When I haven’t been working on migrating and upgrading the web sites, I have been refining the DLL’s XSL stylesheets for transforming LDLT XML into LaTeX for producing high-quality PDF versions of our critical editions. I have used Cynthia Damon’s forthcoming LDLT edition of Bellum Alexandrinum as a test, as I mentioned last year, but lately I have begun to work on transforming a poetic text. The work is going well. I’m hopeful that I’ll be able to turn the transformation into an online service so that users can run the transformations themselves.
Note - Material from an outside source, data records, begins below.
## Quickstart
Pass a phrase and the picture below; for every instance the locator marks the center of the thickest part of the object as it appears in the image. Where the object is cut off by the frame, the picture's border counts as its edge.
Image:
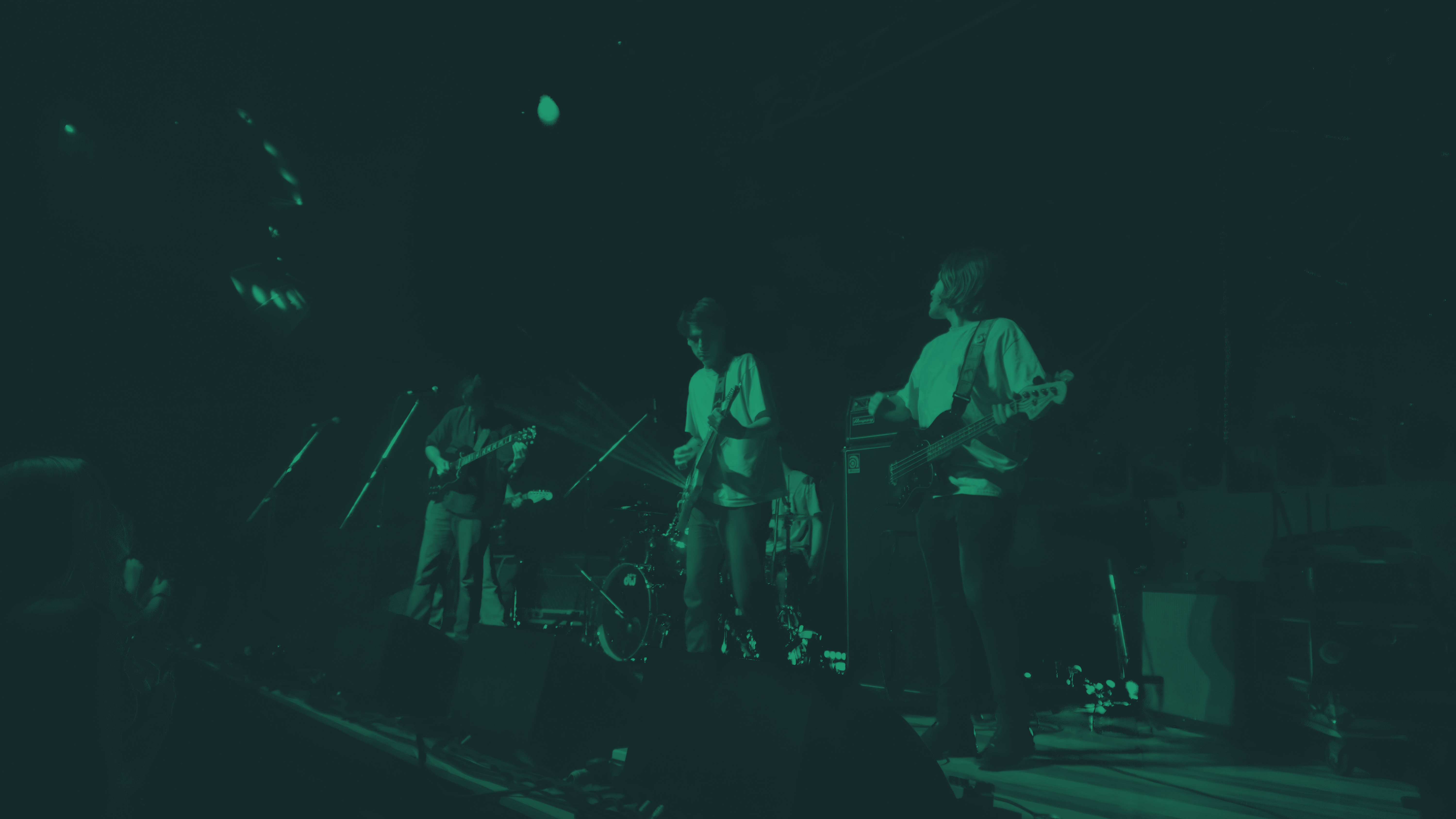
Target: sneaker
(956, 738)
(1007, 751)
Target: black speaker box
(723, 737)
(401, 665)
(544, 696)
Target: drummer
(799, 524)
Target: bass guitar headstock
(1037, 396)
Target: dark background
(1211, 213)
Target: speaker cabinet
(890, 638)
(1206, 642)
(723, 737)
(545, 696)
(400, 664)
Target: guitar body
(442, 483)
(931, 473)
(922, 460)
(697, 479)
(439, 483)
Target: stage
(369, 764)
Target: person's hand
(720, 421)
(157, 597)
(685, 454)
(1004, 412)
(874, 404)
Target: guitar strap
(975, 353)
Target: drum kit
(640, 604)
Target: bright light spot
(548, 111)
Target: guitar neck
(966, 434)
(487, 451)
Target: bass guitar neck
(698, 476)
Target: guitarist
(742, 482)
(966, 527)
(454, 526)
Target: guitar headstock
(1040, 395)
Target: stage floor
(1077, 775)
(1080, 775)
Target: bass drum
(649, 612)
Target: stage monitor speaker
(401, 665)
(1202, 641)
(724, 737)
(890, 625)
(545, 696)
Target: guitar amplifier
(861, 425)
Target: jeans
(966, 542)
(743, 532)
(451, 536)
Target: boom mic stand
(587, 475)
(273, 489)
(381, 463)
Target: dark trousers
(966, 542)
(454, 542)
(742, 533)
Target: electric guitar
(698, 476)
(537, 495)
(919, 454)
(439, 483)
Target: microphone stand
(587, 475)
(378, 466)
(273, 489)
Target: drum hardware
(602, 593)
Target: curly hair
(62, 532)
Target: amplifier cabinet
(890, 629)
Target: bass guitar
(698, 476)
(442, 482)
(919, 456)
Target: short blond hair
(966, 276)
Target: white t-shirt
(748, 470)
(1008, 367)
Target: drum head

It occurs to me that this might be a useful way test of the encoding of an edition in preparation.

Presentations

I have delivered three presentations on various aspects of the DLL in the past several months.

On November 25, 2020, I gave a talk (“What is ‘Digital Latin’? An Overview of the Digital Latin Library”) to the Venice Centre for Digital and Public Humanities’ series Seminars in Digital and Public Humanities. That talk is available on YouTube at https://youtu.be/u-HvLxablsA.

On May 21, 2021, I gave a presentation (“Encoding the Encoded: Making Critical Editions Digital”) to the Lady Margaret Hall Seminar on Textual Criticism at the University of Oxford.

On July 1, 2021, I led a session of the Sunoikisis DC Summer Session. That talk is available on YouTube at https://youtu.be/CL-J-QSj4uA.

Editions in Progress

The DLL’s Library of Digital Latin Texts has a number of editions in progress:

  • Serviani in Vergili Aeneidos libros IX–XII commentarii (Robert A. Kaster et al., in progress)
  • Bellum Alexandrinum (Cynthia Damon, in progress)
  • Miracula sancte Frideswide (Andrew Dunning, in progress)
  • Paulinus of Venice, Tractatus de diis gentium et fabulis poetarum (Roberto Pesce)
  • Cartulary of Prémontré (Heather Wacha and Yvonne Seale)

I’m hopeful that these projects will be published in the coming year.

That’s all for now. I hope to have more updates for you in the near future.